A strong front is embedded in the plume of moisture, something a trained eye can tell from the coastal Langley Hill radar image late in the afternoon (see below).  You see the corrugated pattern offshore, with orange/red colors?  That is a strong cold front with a narrow cold frontal rainbands.   These always reflect strong fronts. And that front is now moving across Seattle, with pouring rain and strong winds.  I have to admit, I love it.

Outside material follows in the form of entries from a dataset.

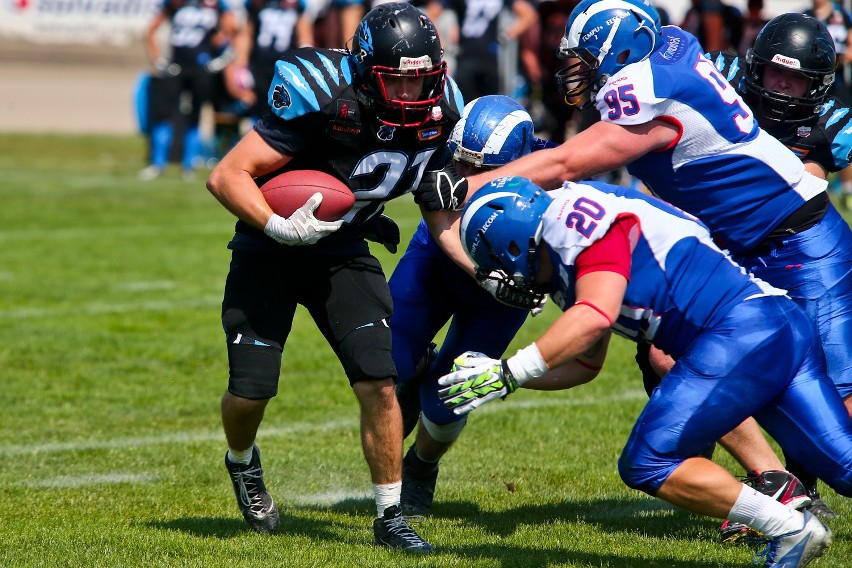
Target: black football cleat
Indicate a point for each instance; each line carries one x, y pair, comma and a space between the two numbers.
255, 503
782, 486
418, 484
392, 530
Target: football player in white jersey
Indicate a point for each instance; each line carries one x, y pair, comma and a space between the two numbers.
616, 260
682, 129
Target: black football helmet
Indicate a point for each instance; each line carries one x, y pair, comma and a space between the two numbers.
793, 42
397, 40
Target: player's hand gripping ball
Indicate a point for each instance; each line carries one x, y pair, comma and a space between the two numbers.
287, 192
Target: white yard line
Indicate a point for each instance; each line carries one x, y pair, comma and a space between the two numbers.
11, 450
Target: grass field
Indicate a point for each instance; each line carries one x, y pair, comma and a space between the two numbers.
113, 365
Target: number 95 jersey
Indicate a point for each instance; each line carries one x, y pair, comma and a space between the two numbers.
722, 167
318, 119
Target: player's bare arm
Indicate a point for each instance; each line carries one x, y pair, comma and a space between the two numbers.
444, 228
580, 329
232, 180
600, 148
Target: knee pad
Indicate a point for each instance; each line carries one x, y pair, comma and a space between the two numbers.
446, 433
254, 367
647, 477
366, 354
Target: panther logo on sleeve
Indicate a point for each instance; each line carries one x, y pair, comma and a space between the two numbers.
281, 97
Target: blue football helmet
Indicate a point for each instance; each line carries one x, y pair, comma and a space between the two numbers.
493, 131
602, 37
501, 229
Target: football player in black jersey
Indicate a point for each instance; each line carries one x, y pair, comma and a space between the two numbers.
375, 116
785, 79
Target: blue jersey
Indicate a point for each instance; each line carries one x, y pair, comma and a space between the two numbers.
723, 168
826, 140
668, 301
319, 120
274, 24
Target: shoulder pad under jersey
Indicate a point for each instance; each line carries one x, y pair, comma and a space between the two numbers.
307, 80
729, 64
836, 120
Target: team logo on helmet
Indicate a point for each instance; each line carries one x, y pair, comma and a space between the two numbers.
366, 41
281, 97
386, 132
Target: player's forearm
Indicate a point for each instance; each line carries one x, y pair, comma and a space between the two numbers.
544, 168
444, 228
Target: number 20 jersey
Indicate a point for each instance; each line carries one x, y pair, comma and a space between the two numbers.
722, 167
680, 282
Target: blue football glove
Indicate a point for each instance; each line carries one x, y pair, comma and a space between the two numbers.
475, 380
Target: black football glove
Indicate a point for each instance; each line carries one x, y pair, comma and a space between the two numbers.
442, 190
383, 230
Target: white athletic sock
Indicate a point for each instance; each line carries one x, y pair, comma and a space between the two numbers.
241, 456
763, 513
386, 496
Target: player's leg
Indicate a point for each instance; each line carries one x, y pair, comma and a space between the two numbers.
201, 86
815, 267
422, 303
163, 100
758, 347
480, 324
257, 312
352, 311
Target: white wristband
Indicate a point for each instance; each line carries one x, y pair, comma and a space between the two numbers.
527, 364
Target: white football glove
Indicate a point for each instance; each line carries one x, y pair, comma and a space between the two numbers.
539, 308
475, 380
301, 228
490, 283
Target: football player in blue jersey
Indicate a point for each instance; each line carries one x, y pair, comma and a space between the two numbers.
429, 289
200, 32
617, 260
785, 78
683, 130
377, 117
272, 27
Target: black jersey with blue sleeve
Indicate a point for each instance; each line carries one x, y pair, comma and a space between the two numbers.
826, 140
318, 119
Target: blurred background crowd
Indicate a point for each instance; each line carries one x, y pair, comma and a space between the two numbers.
209, 62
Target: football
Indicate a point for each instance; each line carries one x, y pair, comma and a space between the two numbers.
288, 191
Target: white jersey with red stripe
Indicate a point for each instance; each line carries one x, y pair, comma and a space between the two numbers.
722, 167
680, 281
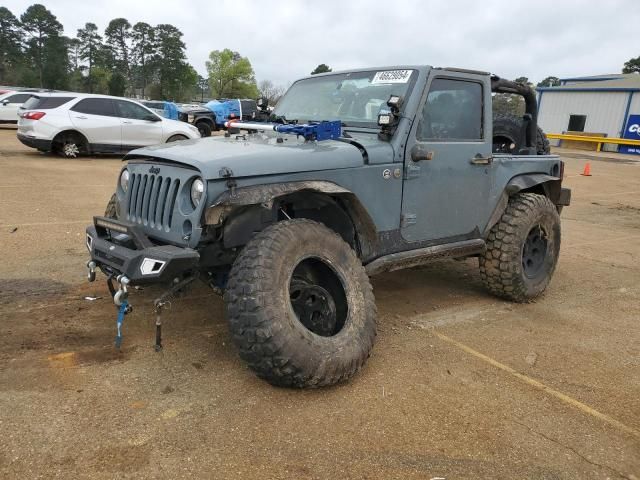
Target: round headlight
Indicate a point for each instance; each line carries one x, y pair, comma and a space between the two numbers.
197, 191
124, 180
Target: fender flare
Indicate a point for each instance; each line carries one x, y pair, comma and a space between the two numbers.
552, 187
266, 196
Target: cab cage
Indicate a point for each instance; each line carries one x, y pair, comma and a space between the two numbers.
500, 85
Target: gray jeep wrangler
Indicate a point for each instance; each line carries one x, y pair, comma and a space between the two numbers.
362, 172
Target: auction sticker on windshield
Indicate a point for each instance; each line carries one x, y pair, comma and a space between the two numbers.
392, 76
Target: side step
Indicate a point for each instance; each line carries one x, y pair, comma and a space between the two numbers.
421, 256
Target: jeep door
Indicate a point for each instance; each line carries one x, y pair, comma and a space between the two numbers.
140, 127
9, 106
96, 119
446, 193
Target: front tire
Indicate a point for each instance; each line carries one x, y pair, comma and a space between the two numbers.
300, 306
70, 145
522, 249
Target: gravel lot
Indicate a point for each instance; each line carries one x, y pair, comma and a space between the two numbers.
460, 384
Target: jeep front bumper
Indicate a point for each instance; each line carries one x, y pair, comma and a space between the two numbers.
122, 248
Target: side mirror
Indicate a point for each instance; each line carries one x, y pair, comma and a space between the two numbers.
420, 152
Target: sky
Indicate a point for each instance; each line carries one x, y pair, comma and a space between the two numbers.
286, 39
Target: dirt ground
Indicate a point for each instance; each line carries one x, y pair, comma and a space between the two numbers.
459, 385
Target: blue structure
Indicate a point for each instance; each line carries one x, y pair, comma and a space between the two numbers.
225, 109
310, 131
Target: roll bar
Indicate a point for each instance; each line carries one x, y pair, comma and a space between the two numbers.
500, 85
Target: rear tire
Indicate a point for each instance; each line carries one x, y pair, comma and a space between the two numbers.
522, 249
176, 138
300, 306
508, 136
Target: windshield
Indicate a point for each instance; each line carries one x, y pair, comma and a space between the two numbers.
355, 98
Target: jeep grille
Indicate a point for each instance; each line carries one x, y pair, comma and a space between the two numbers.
151, 200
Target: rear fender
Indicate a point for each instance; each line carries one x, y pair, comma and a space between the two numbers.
543, 184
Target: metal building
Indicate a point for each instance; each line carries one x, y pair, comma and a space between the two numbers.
602, 104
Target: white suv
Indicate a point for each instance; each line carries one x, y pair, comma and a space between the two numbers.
75, 123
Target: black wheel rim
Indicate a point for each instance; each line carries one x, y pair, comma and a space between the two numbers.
318, 298
534, 251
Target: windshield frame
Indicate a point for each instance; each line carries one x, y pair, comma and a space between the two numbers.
373, 124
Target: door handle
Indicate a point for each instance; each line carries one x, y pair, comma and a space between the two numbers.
480, 160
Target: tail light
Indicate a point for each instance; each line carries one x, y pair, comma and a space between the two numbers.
33, 115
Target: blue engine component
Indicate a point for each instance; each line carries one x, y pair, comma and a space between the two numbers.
225, 109
316, 131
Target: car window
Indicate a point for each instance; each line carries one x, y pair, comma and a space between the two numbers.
18, 98
45, 103
95, 106
132, 110
452, 112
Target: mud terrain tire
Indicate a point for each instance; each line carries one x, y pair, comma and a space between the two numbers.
522, 249
293, 272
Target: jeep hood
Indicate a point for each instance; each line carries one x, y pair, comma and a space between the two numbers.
265, 156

Plenty more rain will fall during the next few days.  Here is the total for the 72 hr ending 5 AM on Monday.  5-10 inches over the western slopes of the Olympics and Washington Cascades.  Fire season is over. Our reservoirs will start to fill.  Our rivers will be refilled.  And the "Big Normal" is back..


16 comments:

Deek Deek said...

Cliff, I share your sentiment: it feels good. It didn't start seriously raining in Winthrop (WA) until about 6:00 pm but its been dripping ever since. Per the climate data from the Spokane weather office, we had the driest summer (June 21-Sept 21) on record. Just a measly 0.06-in. For some perspective, the normal is 2.07-in and the data go back to 1906 for the Winthrop station. Indeed, for the 4 month period from June 16 to Oct 16, we only had 0.08-in. Last spring I figured we would revert to the mean after the wet winter but 0.08-in in 4 months seems a little absurd.

dampscribbler said...

I'm not ready. 😕

John said...

Sure,rain for the next few days,but it looks like widespread record, or near record, maximum temps for much of the Western U.S. next week.Could parts of Western Washington experience 70 degree plus weather if a strong offshore flow develops?

cgt said...

Our yard in Bellingham is covered with 1/2'' of cedar slag.
A few plants knocked over when the wind did it's "gust" thing.

Ellen Baker said...

Oh yes - we're getting whacked, and yes that's quite normal. I had 3.6" "in the tube" between my 7:25 am reading and midnight here in Glacier, WA. I wouldn't be surprised at all to see more than 4.5" for twenty four hours (love UW's radar: https://atmos.washington.edu/weather/radar.shtml - thanks for that!)

I've seen worse - 5-7" in a day - but we absolutely LOVE fall weather. Mother Nature's pruning, true. Life in the Pacific Northwest is a hoot.

As for the flood warnings for the Nooksack - I'll be surprised if there's much of a blip for a while. Why? There's not a great deal of snow above us yet (some, but nothing like spring snowmelt). Over many years I've come to understand that what drives serious floods is the combination of heavy rain-on-heavy snow + high tides. For all the rain we're getting, that's not the case at this time.

Unknown said...

Come and haunt us forest fire smoke if you dare! The conveyer of water will wallop you clear across the Cascades. You’re such a big sport now huh?? Come and get some why don’t you? Huh?? Big guy?? Coward

Patrick said...

Unknown, don't jinx us. It'll be July again before you know it.

Ansel said...

I've gotten 1.37 inches in north Bothell so far.

John Codling said...

I love it too! Doesn't look like this will result in much snowpack with yo-yo-ing freezing levels but we're heading in the right direction. Next week looks quite a bit different!

joe mama said...

oh, thank goodness our 3 months of nice weather is over. boy, was that a drag. now we can all relax and hide inside under dark, grey, moist skies. oh joy.

BIGWATER said...

White water season has begun! Let the rains fall and the rivers rage! If you dont like the NW winter, please move away. We dont want you here anyways. Haha

Ansel said...

Another inch last night. We've still got the "express" but I think we've lost the pineapples. Brrrr!

JayW said...

The storm produced impressive runoff in the Middle Fork Snoqualmie drainage. Three days ago, the river was running at 400 cubic feet/second. Today it peaked at nearly 6000 CFS!

Cascadian Engineer said...

For those of us with diagnosed summer depression this time of year is paradise.

Eric Blair said...

This is why I moved here in the first place - winters in Chicago are often nasty, brutal and long. Rain? Pfft, bring it on!

Placeholder said...

Nitpick: You meant "Offing," not "Offering" in your headline.